“Is the building structurally viable? Absolutely,” architect David Leonatti said after a tour of the Corner Block building that anchors downtown Hillsboro.
The architect toured the building with Commissioner Michael Murphy, City Planner Jonathan Weyer, and Superintendent Jim May before appearing at the Hillsboro City Council meeting on Tuesday, Sept. 22. The goal is to develop a plan that will get the building stabilized, rehabbed, and usable again.
“If we don’t get the process started, it will never happen,” Murphy said.
May, who in addition to his job as superintendent of Hillsboro’s parks and public property is also an active volunteer in preserving the city’s history, envisions a procedure that could package public and private incentives for a developer to take on the project. The building is currently on the market.
“Then we could say to a potential buyer, ‘here’s what we can help with,’” May said.
A potential first step in the process is the city engaging Leonatti’s firm, Melotte-Mores-Leonatti-Parker, a Springfield business that has specialized in urban design and historic preservation since 1978. Leonatti, a principal in the firm who lives in Carlinville, believes the building is worthy of the effort.

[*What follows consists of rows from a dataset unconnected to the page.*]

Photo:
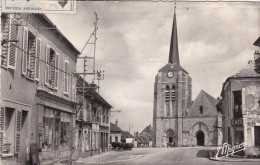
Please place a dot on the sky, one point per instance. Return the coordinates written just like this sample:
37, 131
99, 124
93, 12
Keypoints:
133, 38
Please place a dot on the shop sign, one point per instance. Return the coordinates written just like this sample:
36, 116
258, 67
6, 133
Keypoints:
253, 116
227, 149
237, 122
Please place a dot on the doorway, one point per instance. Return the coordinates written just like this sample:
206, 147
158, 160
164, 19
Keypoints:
200, 138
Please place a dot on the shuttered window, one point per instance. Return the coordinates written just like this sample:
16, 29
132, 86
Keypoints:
9, 38
18, 130
37, 60
66, 77
51, 69
2, 127
12, 45
31, 54
25, 51
47, 67
5, 36
56, 71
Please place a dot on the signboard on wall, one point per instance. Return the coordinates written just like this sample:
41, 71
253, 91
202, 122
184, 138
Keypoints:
237, 122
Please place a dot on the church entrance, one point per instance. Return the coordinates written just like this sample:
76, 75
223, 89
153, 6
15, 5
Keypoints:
170, 135
200, 138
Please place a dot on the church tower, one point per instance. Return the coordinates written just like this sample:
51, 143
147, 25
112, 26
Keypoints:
172, 93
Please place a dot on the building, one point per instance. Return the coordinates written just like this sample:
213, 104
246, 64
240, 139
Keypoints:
115, 132
241, 106
37, 90
126, 135
92, 122
176, 118
144, 139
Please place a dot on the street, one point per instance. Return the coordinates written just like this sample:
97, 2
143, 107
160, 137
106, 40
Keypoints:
157, 156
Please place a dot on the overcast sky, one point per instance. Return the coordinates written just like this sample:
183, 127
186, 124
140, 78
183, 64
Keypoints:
215, 41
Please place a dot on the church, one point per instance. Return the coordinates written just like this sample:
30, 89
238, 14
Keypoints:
177, 120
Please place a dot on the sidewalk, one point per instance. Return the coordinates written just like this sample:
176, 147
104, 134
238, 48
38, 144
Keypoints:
109, 157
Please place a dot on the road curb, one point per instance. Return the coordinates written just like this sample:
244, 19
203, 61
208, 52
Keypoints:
116, 161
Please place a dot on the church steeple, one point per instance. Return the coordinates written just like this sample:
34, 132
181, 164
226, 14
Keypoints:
174, 51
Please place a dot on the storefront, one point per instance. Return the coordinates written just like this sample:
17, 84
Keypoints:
55, 128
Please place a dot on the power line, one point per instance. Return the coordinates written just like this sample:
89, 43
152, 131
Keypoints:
171, 14
188, 7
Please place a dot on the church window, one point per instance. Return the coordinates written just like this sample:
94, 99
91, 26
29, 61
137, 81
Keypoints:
201, 110
167, 99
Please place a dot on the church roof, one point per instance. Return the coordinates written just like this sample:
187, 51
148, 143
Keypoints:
248, 71
174, 61
174, 51
174, 67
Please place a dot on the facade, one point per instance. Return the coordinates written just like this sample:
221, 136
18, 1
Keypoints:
144, 139
115, 132
92, 122
176, 118
37, 90
241, 106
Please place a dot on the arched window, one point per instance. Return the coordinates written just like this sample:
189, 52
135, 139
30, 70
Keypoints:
201, 110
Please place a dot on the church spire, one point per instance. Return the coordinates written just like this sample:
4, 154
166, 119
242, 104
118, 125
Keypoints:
174, 51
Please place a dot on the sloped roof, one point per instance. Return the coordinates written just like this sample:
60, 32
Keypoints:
114, 128
257, 42
200, 100
125, 134
148, 129
248, 71
173, 67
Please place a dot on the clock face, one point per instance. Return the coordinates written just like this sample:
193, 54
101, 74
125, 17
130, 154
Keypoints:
170, 74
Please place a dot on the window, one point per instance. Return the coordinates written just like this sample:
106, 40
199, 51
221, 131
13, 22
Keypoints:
257, 137
104, 114
56, 129
66, 77
10, 31
167, 99
237, 104
64, 133
51, 67
201, 110
11, 126
107, 115
31, 55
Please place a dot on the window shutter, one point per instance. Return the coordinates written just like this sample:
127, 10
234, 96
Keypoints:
66, 65
2, 127
25, 51
47, 56
37, 62
18, 130
5, 36
56, 71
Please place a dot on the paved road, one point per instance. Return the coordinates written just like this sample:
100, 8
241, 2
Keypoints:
162, 156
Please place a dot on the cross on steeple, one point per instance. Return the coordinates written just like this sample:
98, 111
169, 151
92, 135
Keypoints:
174, 51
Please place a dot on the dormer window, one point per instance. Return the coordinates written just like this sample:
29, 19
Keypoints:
201, 110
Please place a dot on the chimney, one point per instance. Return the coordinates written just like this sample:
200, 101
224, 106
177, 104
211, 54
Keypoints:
116, 122
256, 55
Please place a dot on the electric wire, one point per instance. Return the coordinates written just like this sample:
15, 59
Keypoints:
104, 18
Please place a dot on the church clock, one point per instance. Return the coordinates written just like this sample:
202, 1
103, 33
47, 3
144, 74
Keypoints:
170, 74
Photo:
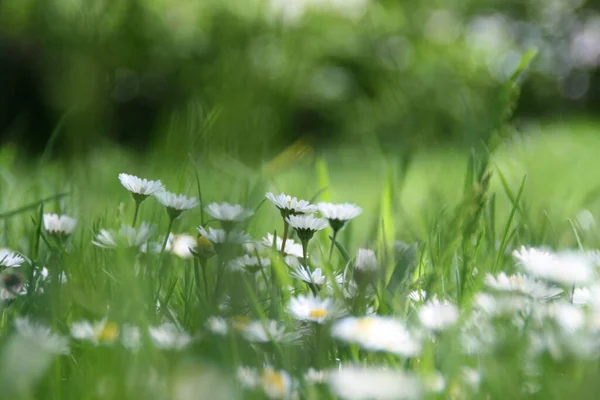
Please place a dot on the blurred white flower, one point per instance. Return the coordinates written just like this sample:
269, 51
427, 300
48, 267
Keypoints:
59, 225
219, 236
352, 382
275, 384
182, 245
174, 203
41, 336
126, 237
248, 263
289, 205
339, 214
228, 212
139, 186
10, 259
100, 332
167, 336
311, 308
377, 333
291, 248
521, 284
569, 268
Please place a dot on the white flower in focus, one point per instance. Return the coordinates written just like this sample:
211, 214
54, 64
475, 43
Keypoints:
339, 214
378, 334
275, 384
228, 212
139, 186
437, 316
248, 263
219, 236
351, 382
126, 237
41, 336
59, 224
569, 268
168, 337
289, 205
174, 203
182, 245
10, 259
217, 325
521, 284
311, 308
101, 332
291, 248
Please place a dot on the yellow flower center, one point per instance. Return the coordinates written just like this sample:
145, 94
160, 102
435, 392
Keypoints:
318, 313
108, 333
274, 380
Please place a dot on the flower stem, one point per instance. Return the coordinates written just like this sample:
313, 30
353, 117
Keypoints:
332, 245
135, 213
286, 229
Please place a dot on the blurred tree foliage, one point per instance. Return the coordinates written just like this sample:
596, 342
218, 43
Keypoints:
247, 77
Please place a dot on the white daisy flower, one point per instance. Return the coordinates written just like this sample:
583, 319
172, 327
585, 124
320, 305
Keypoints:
291, 248
142, 187
176, 204
100, 332
10, 259
248, 263
41, 336
521, 284
378, 334
569, 268
59, 224
167, 336
289, 205
313, 309
339, 214
275, 384
219, 236
228, 212
217, 325
126, 237
351, 382
437, 316
182, 245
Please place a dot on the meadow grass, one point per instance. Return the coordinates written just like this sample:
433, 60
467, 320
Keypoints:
423, 313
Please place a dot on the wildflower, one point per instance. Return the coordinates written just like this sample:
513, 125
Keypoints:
569, 268
126, 237
182, 245
275, 384
101, 332
338, 214
217, 325
41, 336
378, 334
219, 236
10, 259
140, 188
175, 204
62, 225
291, 248
288, 205
437, 315
167, 336
248, 263
365, 266
228, 213
362, 383
311, 308
521, 284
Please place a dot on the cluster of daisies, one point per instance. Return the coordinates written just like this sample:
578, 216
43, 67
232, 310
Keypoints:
288, 291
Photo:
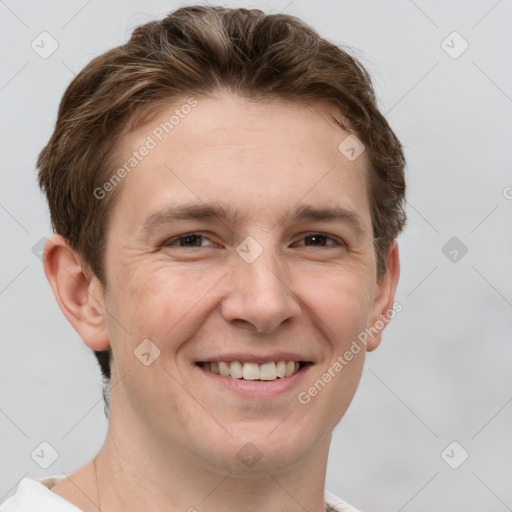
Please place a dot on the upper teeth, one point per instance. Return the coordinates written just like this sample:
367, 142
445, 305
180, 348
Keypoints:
252, 371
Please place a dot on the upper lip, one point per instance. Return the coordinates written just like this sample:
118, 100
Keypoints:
248, 357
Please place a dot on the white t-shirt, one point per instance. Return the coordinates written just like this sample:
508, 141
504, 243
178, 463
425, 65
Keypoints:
35, 496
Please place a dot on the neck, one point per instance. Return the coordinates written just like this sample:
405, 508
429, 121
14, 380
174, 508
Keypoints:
136, 475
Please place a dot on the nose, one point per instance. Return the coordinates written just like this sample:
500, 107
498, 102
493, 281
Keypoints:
259, 295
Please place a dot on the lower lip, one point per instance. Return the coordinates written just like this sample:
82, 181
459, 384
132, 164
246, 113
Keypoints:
257, 388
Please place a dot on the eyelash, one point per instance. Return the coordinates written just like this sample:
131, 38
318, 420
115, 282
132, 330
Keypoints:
170, 241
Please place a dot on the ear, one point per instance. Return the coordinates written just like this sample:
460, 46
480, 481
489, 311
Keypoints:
80, 296
384, 307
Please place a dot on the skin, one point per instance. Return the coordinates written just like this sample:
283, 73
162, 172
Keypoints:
173, 437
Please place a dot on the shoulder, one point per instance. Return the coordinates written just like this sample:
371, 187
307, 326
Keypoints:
336, 504
34, 495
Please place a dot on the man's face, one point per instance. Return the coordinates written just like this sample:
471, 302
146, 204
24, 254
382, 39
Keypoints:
263, 286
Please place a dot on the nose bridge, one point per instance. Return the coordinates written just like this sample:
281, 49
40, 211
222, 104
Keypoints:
260, 293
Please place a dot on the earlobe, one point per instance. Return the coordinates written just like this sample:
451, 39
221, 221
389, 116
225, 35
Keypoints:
384, 305
80, 297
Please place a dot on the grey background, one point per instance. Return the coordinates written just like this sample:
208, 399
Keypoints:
442, 373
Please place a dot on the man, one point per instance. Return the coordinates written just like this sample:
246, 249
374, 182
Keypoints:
226, 199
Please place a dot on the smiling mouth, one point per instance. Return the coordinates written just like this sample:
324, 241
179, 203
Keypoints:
253, 371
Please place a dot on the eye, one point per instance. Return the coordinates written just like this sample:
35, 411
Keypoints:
318, 240
186, 240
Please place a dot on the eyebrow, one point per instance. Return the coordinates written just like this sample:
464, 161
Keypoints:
225, 214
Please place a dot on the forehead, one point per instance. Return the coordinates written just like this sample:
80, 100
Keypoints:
258, 156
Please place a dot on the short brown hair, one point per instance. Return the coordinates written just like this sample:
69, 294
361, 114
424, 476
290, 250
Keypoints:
201, 50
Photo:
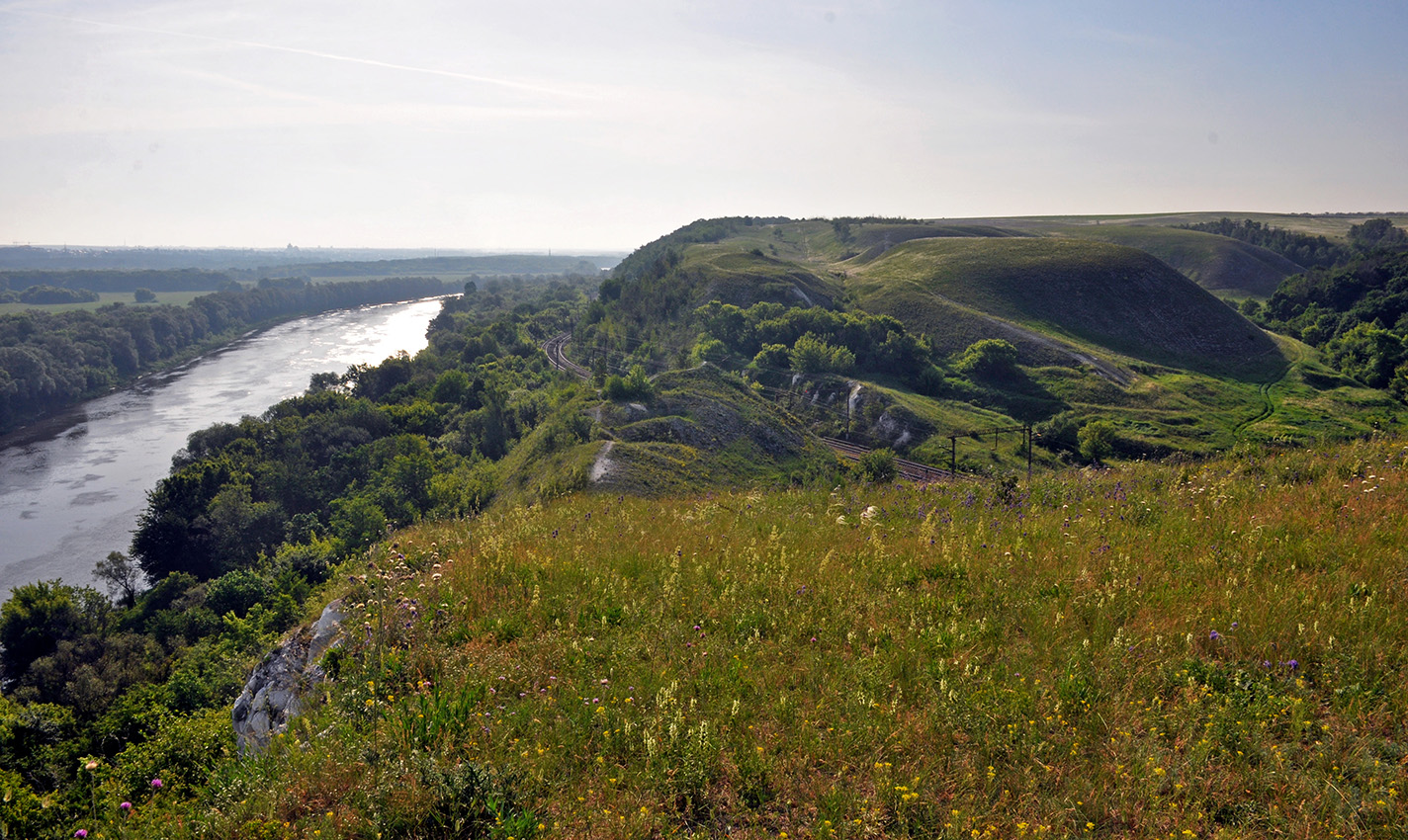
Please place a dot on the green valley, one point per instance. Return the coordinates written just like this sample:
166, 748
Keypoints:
641, 597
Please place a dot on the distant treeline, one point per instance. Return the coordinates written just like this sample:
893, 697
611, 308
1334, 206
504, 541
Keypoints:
49, 361
1312, 252
500, 263
119, 281
657, 258
40, 295
254, 517
1357, 312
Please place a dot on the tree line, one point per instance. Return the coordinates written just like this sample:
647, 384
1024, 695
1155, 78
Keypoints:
117, 279
252, 520
49, 361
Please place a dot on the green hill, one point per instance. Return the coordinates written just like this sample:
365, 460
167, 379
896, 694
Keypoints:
1112, 297
1224, 266
699, 429
1163, 649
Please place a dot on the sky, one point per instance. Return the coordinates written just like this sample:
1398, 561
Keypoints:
581, 126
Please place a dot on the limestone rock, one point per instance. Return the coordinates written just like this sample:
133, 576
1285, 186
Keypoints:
272, 697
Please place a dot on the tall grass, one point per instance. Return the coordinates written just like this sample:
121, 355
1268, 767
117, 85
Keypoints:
1208, 650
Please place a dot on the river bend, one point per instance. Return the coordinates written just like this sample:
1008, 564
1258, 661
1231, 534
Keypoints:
72, 487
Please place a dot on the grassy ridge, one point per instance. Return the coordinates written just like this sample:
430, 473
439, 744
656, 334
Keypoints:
1109, 295
1224, 266
1211, 650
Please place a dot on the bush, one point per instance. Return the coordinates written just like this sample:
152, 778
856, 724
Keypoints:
877, 465
1098, 439
990, 358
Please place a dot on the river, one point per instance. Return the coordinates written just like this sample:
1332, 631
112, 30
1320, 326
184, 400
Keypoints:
73, 485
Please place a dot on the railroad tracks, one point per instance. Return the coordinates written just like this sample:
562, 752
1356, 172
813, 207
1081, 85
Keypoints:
558, 359
907, 468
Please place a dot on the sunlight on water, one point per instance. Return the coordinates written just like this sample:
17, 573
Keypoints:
70, 490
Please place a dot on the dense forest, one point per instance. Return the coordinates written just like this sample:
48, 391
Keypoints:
1358, 312
252, 520
1354, 301
1302, 249
49, 361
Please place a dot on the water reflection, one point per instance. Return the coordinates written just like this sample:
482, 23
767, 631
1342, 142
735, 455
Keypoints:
72, 487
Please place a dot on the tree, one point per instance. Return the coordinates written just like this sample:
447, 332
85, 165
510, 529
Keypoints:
814, 355
122, 576
42, 615
1098, 439
1367, 354
1377, 232
877, 465
992, 358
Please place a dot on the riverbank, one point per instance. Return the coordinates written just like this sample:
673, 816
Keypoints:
50, 362
73, 484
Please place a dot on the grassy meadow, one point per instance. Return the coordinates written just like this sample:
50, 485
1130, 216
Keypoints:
1156, 650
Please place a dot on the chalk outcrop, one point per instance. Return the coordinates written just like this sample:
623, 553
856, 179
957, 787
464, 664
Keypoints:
273, 694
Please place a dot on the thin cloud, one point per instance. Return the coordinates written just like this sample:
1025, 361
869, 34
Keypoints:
507, 83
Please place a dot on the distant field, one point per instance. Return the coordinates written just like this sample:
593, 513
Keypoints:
179, 298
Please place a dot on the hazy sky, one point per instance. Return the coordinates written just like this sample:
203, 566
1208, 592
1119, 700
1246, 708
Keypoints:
580, 125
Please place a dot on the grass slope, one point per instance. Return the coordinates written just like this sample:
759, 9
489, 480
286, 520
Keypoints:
1211, 650
700, 431
1224, 266
1092, 292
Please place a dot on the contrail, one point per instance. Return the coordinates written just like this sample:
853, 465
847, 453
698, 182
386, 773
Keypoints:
312, 53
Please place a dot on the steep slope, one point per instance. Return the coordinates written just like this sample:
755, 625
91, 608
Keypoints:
1093, 293
700, 431
1217, 263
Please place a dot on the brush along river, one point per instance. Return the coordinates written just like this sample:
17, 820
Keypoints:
73, 485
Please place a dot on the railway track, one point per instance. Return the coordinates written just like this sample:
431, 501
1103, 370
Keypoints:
907, 468
558, 359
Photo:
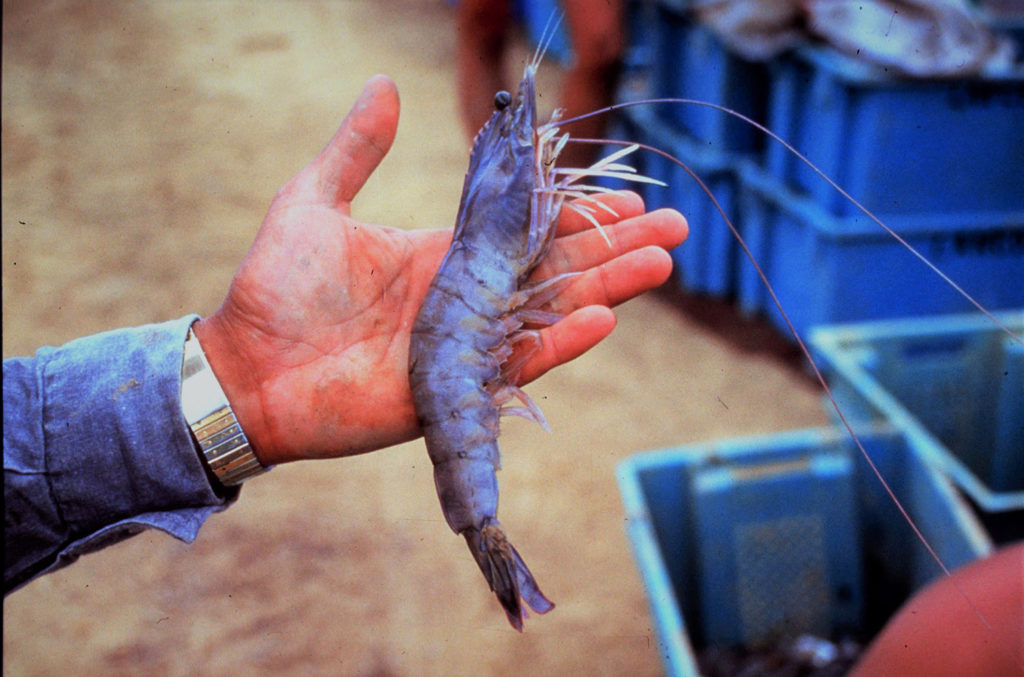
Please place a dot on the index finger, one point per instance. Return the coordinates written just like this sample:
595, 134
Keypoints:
616, 206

“I love the building,” he said. “It’s worth saving. It has good, solid bones.”
If hired, his firm would examine the building top to bottom–including an opinion from masonry experts–report on what needs to be done to the building, assign potential costs and possible avenues for funding, and suggest possible uses by which a developer could recover those costs.
“Like, perhaps, remodeling upper stories for residential uses,” he mused.
Last week’s walk-through was Leonatti’s second–he had also toured the building in 2012–and was still impressed by the structure’s unique characteristics.
“I’ve never seen another barn-roofed building in a downtown setting,” the architect noted.
The building features hardwood floors on both the second and third floors, beautiful woodworking throughout former apartments on the second floor, a cavernous 2,600-ish square foot hall on the third floor, and an elevator shaft that is original to the building.
At the top of that shaft is a beam that bears the scripted name JM Whitehead.
“He built the building,” May said.
The tour even popped into the attic, which Leonatti described as “structurally great.”
“It has some issues,” he said, “but I don’t see anything to make me think it’s falling down.”
Issues? There are leaks and holes that have let in the elements–and pigeons–for years.
Those on the tour who hope to begin a process that eventually revitalizes the building also realize that many look at the structure and just see dollar signs–lots of them. That’s why they hope to come up with a plan that also includes potential financial solutions.
The alternative, Murphy pointed out, would also be expensive.
“If we do nothing, I think it will sooner or later be a huge demolition cost,” the city commissioner said.